3. Setting document.location -- carries over first party domain. (It's hard to distinguish a user-initiated action that results in a document.location change vs. an automated change. So we have to go with carrying over here.)
4. Redirects -- carries over.
5. Popup windows -- carries over.

We might want to make link clicks carry over the first party. Rationale: a site that relies on an href click (to a third party) to perform a login operation, rather than using a redirect or document.location, needs that load to carry over the first party such that things work when redirected back. The downside is that long browsing sessions in a single tab, across multiple sites, will result in them all being considered third party. (And thus allow behavioral tracking during that tab lifetime.) Having it reset is probably a good tradeoff, since it's less surprising. But it would allow holes, e.g. where a site has a link targeted at ads.google.com which then redirects back to some content.

Implementation

Step 1: Make third party cookies persist for the session only, by default. (Can be disabled by a network.cookie.thirdparty.sessionOnly pref.) See bug 565475; patch up.

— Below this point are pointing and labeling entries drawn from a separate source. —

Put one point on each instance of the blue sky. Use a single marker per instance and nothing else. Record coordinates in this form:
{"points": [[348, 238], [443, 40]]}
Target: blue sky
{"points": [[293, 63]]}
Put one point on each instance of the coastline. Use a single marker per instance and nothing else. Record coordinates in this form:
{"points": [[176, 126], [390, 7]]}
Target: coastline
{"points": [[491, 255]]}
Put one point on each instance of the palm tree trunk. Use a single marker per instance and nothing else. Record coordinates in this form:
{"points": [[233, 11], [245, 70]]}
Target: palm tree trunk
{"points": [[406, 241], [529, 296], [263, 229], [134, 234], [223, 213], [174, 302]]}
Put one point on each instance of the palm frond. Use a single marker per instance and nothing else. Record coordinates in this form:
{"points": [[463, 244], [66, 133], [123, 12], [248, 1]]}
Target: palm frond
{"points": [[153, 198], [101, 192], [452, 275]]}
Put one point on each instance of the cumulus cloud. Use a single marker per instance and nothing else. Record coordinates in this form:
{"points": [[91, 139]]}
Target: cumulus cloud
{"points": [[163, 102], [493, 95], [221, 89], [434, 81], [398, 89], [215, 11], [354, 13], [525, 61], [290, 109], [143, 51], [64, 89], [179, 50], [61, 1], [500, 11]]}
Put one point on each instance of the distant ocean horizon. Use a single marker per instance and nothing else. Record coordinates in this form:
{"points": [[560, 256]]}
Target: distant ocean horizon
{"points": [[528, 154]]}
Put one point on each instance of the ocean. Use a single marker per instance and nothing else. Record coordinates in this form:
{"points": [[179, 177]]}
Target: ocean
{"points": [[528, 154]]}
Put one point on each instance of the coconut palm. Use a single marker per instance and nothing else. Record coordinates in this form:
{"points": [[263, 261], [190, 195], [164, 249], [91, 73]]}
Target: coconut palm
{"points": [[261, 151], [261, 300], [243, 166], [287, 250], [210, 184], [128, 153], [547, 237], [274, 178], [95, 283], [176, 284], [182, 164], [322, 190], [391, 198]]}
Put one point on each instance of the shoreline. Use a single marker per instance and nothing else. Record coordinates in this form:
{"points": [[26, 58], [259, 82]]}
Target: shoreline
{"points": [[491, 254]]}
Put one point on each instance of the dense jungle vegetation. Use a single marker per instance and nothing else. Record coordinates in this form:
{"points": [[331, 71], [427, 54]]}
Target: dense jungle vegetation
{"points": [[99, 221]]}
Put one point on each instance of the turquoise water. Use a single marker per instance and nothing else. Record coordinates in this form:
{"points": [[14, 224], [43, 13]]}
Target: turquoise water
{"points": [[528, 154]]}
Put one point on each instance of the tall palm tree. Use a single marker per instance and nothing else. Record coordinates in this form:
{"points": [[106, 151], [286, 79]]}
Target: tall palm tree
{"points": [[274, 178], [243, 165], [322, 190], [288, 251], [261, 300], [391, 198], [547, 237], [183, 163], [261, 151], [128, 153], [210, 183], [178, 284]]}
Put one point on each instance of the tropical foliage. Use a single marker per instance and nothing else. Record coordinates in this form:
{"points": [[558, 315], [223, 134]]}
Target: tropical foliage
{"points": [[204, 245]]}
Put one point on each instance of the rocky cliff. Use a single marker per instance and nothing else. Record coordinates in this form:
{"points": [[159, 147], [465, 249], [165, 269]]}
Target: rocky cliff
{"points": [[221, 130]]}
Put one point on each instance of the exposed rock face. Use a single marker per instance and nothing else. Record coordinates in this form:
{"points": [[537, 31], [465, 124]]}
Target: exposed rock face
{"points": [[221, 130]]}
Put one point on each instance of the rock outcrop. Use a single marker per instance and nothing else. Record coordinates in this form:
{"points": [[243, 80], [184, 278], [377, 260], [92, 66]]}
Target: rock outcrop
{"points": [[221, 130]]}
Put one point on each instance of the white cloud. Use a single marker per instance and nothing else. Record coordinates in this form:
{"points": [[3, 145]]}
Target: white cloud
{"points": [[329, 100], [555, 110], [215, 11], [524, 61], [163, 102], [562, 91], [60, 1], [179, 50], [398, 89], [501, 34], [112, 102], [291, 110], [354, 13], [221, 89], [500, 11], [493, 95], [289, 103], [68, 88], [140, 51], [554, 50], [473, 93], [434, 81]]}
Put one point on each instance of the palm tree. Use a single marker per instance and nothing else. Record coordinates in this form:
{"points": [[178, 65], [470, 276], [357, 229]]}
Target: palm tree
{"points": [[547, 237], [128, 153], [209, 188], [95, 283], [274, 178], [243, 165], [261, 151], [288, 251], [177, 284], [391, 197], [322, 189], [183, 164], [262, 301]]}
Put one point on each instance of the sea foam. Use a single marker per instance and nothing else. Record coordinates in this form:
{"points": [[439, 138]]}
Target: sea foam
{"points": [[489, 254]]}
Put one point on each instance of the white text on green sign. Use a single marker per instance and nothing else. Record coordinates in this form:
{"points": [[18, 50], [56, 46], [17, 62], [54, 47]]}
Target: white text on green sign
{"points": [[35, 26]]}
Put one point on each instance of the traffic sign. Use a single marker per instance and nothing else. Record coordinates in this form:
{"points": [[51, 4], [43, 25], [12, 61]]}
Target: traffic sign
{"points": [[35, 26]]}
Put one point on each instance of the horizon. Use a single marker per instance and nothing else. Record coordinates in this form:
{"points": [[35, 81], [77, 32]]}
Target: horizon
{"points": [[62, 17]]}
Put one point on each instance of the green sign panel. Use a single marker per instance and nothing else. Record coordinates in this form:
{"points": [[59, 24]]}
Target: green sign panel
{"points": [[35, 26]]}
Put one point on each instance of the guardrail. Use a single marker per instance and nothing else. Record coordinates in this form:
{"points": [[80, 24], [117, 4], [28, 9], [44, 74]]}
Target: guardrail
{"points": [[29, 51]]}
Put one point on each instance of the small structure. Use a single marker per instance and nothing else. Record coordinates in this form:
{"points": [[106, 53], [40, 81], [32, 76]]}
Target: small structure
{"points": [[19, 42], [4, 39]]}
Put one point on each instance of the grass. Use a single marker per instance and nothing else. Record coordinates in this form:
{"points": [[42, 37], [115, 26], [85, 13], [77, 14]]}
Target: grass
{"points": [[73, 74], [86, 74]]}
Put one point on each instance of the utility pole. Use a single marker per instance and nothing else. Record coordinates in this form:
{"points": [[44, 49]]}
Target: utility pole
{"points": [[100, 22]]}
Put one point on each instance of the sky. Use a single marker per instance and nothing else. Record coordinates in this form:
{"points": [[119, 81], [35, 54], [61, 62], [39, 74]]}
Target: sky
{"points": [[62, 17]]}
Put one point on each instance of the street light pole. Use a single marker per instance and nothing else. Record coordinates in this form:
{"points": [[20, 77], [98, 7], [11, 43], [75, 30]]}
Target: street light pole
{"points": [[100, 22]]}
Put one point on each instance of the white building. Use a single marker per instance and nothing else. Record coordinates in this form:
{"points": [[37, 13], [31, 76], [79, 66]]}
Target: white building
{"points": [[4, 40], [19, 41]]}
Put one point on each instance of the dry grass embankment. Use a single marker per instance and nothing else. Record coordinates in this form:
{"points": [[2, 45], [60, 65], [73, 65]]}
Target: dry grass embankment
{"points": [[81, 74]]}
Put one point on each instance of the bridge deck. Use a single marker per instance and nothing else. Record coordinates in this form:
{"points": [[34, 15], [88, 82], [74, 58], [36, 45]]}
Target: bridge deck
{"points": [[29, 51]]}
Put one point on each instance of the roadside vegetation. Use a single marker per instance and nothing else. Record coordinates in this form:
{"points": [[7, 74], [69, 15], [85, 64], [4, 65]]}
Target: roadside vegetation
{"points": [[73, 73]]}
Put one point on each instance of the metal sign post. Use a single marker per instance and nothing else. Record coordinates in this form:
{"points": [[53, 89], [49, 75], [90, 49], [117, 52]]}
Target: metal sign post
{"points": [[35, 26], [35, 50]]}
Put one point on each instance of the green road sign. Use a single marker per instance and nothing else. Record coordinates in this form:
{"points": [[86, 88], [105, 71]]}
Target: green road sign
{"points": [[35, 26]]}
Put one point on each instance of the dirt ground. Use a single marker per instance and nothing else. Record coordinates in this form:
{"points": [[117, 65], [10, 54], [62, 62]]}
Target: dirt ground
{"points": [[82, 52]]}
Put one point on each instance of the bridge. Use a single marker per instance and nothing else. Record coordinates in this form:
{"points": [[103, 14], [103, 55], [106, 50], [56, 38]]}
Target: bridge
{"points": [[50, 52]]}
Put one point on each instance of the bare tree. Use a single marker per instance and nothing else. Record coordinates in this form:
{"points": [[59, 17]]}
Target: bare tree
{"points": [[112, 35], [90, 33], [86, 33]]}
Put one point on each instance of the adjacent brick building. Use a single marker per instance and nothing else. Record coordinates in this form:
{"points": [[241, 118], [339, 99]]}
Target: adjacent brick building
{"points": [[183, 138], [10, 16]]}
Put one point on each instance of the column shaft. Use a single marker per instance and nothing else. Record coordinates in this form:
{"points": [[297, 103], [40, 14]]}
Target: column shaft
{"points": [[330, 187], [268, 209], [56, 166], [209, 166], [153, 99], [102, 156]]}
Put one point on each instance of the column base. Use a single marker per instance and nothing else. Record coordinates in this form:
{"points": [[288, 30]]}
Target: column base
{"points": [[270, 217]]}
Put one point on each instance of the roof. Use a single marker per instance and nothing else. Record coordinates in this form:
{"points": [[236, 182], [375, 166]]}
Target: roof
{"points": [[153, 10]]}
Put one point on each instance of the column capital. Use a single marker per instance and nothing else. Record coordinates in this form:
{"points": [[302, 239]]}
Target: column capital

Step 2: Double-key cookies by (first party domain, setting domain). See bug 565965; patch in progress.

Step 3: Implement the first party carry-over rules described above, probably as a separate service such that localstorage etc. can use it.

Further Steps

Other services such as localstorage should use a set of policies consistent with the above.

Make the browser fingerprint more anonymous, by reducing the uniqueness of queryable information other than cookies. See Fingerprinting for details.